通常、フル代表とそれ以外のチームがある場合、それぞれのチームを別々に招集するが、レイモン・ドメネク監督はこの2チームを合わせた34人をフランス代表として試合の前週の16日に発表した。そしてその後負傷者が出たり、追加招集したりして、最終的には34人の大デレゲーションとなったのである。リーグ戦の翌日の19日の夕方にこの34人はクレールフォンテーヌに集合、そして月曜日の20日には午前中練習、夕方にスロバキアに向けて出発する。スロバキアではセネツに滞在し、到着の翌日の夜にA'代表が試合、その翌日にフル代表がトルナバに移動して試合と言うあわただしいスケジュールである。
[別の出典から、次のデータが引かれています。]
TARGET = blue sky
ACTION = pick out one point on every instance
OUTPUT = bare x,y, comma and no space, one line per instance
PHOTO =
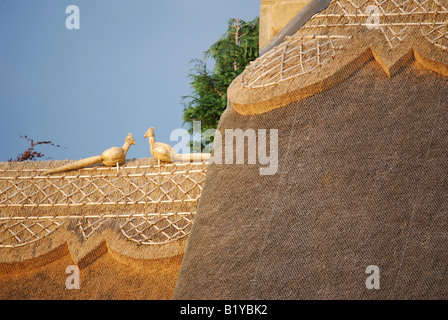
123,71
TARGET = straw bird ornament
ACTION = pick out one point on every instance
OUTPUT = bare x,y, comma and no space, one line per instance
164,152
110,157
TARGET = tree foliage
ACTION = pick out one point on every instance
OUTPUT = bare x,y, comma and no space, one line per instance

ドメネク監督は「2つのチームが2試合行うのではなく、1つのチームが2試合行う」として、二軍にあたるA'代表のメンバーは試合の当日に発表するという徹底振りである。
■2人の新人、2人の代表未出場選手、2人の復活組
注目の新人選手の抜擢は2人だけ、ソショーのGKのテディ・リシェールとトゥールーズのMFのジェレミー・マテューの2人である。いずれも、昨季のフランスのサッカーを沸かせた古豪の主力メンバーである。また、これまでに代表に招集されながら、試合出場機会に恵まれなかった選手がフィオレンチーナ(イタリア)のGKのセバスチャン・フレイ、レンヌのFWのジミー・ブリアン、今季オセールからイングランドのアーセナルに移籍したばかりのバカリ・サーニャの2人である。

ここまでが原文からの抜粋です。